Meetings will continue to take place at 13:00 SLT on Thursdays, at the Hippotropolis camp fire circle, with the exceptions of Thursday, December 29th and Thursday, January 5th. Anything related to Bento remains on topic for the group, but things of general interest to content creators are also open for discussion.

New Bento Issues

Bento is generating considerable interest among users – as witnessed by the release of Firestorm 5.0.1, when demand overwhelmed the Firestorm servers, and additional mirror services had to be set-up, with assistance from the Lab in doing so. However, some further issues have been identified as a result of Bento reaching a broader audience:

  • BUG-41063 – [Bento] Some Fitted Mesh No Longer Fits on Bento Avatars
  • BUG-41048 – [Bento] When wearing some Bento content, all walking animations freeze

The first of these bugs has been accepted by the Lab and is being investigated. The second appears to be most notably related to animations using the Bento wing bones, which appear to be overriding animation walks, causing an avatar to slide along the ground, rather than walking.

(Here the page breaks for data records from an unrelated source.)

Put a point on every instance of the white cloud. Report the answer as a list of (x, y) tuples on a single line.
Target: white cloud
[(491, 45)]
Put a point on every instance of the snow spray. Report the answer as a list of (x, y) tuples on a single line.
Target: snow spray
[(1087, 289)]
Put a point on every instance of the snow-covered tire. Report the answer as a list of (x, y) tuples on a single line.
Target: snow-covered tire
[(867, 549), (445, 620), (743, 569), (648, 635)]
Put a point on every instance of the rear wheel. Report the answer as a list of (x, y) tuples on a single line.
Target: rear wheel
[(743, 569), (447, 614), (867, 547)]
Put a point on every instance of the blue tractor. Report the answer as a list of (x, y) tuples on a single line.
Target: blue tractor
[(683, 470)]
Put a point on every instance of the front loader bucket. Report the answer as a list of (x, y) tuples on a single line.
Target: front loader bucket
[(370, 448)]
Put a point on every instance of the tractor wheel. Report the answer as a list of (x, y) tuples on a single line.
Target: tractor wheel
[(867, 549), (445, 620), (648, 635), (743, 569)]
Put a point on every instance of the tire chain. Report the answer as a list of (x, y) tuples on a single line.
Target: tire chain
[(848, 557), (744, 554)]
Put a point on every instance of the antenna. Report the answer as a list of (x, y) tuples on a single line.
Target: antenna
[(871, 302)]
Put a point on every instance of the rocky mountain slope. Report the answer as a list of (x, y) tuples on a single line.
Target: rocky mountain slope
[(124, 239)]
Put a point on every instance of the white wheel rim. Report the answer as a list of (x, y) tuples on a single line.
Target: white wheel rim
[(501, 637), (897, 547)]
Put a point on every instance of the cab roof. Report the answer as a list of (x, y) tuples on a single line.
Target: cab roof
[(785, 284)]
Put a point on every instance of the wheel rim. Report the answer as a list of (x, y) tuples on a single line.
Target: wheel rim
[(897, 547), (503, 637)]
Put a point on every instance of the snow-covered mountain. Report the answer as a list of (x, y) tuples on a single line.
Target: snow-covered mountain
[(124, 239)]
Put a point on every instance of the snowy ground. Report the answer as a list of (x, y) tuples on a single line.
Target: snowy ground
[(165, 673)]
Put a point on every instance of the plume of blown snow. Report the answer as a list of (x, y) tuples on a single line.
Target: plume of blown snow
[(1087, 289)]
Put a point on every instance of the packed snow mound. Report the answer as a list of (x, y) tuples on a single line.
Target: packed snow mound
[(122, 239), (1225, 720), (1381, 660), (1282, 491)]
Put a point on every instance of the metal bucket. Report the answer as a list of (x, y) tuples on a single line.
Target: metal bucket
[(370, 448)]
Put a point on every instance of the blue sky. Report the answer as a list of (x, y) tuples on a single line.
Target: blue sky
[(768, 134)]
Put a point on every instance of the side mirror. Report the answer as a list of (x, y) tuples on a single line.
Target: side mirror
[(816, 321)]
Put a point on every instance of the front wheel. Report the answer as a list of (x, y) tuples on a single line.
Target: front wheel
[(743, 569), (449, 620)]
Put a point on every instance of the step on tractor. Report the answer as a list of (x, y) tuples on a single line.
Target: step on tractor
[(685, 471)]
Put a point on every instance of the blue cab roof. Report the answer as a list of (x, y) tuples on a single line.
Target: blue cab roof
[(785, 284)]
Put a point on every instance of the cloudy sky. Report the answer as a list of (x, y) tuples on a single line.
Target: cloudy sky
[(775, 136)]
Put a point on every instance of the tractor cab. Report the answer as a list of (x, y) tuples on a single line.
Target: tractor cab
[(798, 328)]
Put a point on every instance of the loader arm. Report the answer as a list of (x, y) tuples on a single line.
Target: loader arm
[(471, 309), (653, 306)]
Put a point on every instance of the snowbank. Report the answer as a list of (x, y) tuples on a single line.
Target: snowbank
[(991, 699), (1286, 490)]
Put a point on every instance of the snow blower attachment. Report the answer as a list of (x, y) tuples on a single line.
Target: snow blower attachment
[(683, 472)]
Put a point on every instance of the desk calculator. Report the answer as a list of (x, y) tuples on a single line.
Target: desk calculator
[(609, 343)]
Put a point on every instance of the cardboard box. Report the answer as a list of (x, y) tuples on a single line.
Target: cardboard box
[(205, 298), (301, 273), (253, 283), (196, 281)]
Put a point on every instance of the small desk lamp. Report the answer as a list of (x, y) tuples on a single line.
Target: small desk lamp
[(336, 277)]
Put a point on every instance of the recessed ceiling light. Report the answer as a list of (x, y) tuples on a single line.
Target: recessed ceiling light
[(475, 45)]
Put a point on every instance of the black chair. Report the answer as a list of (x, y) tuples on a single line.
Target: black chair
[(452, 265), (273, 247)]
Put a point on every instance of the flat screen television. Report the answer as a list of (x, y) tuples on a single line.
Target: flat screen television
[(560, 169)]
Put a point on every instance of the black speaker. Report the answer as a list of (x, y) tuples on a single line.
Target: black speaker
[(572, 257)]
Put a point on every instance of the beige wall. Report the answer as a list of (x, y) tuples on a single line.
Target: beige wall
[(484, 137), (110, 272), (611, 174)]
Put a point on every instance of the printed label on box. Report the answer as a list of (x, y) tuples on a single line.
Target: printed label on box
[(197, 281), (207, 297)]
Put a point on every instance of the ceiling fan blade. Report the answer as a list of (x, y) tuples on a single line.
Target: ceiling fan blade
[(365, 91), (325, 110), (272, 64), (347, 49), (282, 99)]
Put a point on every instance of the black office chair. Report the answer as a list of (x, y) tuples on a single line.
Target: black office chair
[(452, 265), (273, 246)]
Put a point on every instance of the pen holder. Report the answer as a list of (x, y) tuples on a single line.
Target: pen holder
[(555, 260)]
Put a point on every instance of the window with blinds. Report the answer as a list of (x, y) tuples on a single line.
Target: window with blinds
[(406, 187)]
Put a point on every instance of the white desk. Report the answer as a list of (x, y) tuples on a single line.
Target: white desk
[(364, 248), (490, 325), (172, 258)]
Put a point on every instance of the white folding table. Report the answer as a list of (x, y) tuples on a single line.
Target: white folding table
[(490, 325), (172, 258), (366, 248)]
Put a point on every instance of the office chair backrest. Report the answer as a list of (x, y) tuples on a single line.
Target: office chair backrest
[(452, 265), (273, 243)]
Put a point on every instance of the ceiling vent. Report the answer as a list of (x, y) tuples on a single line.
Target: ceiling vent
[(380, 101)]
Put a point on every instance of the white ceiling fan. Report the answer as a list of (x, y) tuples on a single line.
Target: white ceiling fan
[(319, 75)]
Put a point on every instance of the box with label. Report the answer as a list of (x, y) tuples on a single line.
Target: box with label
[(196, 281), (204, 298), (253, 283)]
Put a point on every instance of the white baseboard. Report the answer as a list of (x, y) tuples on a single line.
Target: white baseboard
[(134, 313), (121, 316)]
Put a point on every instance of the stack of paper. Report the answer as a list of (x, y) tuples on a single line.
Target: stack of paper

The issue particularly seems to impact walk animation using the llSetAnimationOverride capability, while older ZHAO systems (which tend to use the llPlayAnimation capability, appear to be unaffected. This may be due to the manner in which the latter handle start / stop animations calls, which is successfully preventing the issue manifesting with them.

The underlying cause is thought to be a possible animation priority setting / conflict or possibly the result of the wing bone animations having bone positions being set for all other, but not rotation data – but further investigation is required. Vir has taken samples of items which can cause the issue (again, notably, but not necessarily limited to, wings), and is going to have a poke at them to see if he can see what is going on.

Elsewhere, creators are waiting on Avastar to update, and Damien Fate has a rather neat HUD to help animate Bento hands and fingers. It’s unlisted, so I’m linking to it, rather than sharing it via embedding.

Fun Fact

The new Linden Lab portal parks have a LI capacity of 45,000 (with thanks to Cube Republic and Arton Rotaru for the pointers).